Sun will turn into giant crystal ball after death
Like the vast majority of stars in our Milky Way galaxy, the Sun will eventually collapse into a white dwarf, an exotic object about 200,000times denser than Earth. To put that in perspective, a mere teaspoon of white dwarf material would weigh about as much as an elephant if you could somehow transport the stuff to our planet.
Half a century ago theorists predicted that white dwarfs solidify into crystal over time – and new research has found that this is indeed the case.
“All white dwarfs will crystallise at some point in their evolution, although more massive white dwarfs go through the process sooner,” study lead author PierEmmanuel Tremblay, a physicist at the University of Warwick in England, said. “This means that billions of white dwarfs in our galaxy have already completed the process and are essentially crystal spheres in the sky,” Tremblay added. “The Sun itself will become a crystal white dwarf in about 10 billion years.”
Tremblay and his colleagues analysed data gathered by the European Space Agency's Gaia spacecraft which launched in December 2013 to help researchers construct the best-ever 3D map of the Milky Way.
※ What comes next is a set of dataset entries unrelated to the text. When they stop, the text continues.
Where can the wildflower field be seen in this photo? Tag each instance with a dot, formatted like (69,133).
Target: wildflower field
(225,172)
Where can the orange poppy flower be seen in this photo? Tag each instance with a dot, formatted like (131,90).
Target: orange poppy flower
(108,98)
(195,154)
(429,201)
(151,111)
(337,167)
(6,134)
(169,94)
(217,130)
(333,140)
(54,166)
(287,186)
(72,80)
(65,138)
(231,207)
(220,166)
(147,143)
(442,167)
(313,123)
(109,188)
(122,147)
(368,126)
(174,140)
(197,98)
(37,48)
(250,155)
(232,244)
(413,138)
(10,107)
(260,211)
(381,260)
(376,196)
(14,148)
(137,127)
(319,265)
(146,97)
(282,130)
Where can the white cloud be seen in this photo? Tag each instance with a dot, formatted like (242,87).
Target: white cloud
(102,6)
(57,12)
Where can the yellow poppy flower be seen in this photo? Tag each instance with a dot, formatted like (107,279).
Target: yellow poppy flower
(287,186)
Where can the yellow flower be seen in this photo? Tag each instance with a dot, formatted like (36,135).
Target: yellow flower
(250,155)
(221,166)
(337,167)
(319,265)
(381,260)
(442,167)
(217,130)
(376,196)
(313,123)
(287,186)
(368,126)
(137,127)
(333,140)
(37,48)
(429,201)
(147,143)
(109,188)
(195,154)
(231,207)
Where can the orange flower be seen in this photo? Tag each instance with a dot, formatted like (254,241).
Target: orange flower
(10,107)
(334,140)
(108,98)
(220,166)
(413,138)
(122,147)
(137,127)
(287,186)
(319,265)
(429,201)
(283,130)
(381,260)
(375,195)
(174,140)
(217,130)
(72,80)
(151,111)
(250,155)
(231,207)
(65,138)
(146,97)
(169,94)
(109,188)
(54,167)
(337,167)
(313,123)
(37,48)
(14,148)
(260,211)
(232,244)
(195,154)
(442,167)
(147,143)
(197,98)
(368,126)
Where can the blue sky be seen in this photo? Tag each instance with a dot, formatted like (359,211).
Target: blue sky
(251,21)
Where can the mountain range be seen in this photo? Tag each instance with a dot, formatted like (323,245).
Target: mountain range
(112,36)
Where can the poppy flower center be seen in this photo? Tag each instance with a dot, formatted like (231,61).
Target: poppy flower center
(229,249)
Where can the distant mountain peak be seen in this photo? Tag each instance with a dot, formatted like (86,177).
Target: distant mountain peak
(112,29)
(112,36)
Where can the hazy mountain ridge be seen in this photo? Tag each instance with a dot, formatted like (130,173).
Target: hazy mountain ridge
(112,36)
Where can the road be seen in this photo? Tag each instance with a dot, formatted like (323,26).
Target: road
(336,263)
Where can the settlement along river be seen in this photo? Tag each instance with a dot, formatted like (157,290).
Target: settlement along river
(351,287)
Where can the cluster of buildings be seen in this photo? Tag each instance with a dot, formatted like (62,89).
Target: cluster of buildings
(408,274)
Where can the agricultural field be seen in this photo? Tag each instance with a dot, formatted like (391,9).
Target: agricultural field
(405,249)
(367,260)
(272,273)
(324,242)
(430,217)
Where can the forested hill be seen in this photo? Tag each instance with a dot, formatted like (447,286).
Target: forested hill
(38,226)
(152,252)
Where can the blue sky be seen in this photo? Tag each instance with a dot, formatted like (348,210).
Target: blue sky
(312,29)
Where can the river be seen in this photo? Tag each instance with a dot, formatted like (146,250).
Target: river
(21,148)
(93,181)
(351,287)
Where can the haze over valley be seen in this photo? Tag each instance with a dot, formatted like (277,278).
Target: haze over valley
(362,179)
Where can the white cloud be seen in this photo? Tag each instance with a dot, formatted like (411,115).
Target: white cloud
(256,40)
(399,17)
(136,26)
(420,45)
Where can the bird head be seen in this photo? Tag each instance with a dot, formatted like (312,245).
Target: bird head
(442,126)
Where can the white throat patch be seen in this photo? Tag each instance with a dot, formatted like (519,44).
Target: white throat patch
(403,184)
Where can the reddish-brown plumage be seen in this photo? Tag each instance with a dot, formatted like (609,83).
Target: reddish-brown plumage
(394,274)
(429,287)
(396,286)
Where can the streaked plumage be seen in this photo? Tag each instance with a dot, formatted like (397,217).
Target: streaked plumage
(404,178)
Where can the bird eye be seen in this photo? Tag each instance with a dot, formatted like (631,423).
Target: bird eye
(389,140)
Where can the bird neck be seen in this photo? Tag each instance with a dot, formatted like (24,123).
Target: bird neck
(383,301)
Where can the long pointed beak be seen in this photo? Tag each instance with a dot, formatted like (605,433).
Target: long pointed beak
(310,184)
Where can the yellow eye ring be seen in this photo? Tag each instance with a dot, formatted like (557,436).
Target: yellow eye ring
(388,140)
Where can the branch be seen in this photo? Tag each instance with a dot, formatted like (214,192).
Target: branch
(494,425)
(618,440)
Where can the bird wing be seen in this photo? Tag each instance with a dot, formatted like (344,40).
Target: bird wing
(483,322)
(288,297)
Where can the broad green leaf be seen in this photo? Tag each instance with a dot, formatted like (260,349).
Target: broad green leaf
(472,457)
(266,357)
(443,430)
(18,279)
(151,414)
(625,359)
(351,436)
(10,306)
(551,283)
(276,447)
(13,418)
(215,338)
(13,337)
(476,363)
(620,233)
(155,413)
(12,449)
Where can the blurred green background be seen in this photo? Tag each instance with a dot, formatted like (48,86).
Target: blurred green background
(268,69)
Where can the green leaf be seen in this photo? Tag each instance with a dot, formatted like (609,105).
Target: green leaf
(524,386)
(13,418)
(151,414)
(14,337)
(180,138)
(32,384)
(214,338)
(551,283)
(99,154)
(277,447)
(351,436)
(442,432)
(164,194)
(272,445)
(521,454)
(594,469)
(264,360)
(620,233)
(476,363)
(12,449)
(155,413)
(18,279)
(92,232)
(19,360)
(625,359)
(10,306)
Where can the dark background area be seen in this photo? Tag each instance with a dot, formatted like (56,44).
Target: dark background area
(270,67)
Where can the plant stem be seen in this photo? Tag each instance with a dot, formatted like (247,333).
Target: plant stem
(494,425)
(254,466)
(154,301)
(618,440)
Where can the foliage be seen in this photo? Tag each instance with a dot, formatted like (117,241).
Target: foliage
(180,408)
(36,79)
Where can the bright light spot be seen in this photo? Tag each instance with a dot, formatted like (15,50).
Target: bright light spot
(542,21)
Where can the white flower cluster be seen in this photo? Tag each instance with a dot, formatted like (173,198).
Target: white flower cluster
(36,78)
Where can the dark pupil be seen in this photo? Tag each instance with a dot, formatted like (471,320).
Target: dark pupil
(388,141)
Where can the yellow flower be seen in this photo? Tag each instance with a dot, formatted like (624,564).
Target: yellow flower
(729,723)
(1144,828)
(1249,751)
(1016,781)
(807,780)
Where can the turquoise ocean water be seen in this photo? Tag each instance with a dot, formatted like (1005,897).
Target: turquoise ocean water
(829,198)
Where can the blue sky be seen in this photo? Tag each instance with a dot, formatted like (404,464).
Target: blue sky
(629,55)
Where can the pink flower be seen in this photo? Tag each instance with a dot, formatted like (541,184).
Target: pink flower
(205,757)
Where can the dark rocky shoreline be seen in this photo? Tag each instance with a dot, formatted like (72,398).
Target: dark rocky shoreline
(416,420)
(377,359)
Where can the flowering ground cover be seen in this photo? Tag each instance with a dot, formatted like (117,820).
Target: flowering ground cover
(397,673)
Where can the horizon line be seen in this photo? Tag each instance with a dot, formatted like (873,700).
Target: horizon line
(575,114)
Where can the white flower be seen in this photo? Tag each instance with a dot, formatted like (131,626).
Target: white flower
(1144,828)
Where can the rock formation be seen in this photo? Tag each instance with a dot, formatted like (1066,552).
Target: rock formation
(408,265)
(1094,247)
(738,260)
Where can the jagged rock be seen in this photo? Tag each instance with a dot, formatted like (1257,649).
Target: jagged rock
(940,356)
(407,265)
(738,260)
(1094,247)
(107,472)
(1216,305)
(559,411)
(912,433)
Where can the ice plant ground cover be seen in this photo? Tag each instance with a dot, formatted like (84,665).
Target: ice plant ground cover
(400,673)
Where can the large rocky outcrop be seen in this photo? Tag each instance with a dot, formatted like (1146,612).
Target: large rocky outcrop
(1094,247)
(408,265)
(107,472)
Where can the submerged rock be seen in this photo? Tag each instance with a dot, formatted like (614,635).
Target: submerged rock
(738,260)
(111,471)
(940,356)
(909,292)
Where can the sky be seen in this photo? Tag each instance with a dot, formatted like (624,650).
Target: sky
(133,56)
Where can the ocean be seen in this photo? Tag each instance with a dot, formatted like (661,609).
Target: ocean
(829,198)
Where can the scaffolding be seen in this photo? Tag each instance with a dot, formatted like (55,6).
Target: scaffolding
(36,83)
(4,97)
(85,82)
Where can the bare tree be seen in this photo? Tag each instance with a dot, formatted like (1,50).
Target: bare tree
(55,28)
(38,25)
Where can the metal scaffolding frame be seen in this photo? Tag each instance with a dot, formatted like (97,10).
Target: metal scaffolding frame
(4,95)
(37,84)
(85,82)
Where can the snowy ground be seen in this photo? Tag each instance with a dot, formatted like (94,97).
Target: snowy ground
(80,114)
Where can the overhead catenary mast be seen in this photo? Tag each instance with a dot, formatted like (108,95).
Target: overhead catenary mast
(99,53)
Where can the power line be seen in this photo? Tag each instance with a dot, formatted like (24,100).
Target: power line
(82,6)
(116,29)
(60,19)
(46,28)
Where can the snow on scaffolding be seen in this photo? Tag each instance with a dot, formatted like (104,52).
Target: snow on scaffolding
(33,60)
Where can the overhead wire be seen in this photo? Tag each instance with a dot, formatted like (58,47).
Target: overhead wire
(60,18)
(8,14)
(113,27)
Gaia does this by precisely monitoring the positions of huge numbers of stars; the mission team aims to study 1 billion stars over the spacecraft's operational lifetime.
“This is the first direct evidence that white dwarfs crystallise, or transition from liquid to solid,” Tremblay said. “It was predicted 50 years ago that we should observe a pile-up in the number of white dwarfs at certain luminosities and colours due to crystallisation, and only now this has been observed.”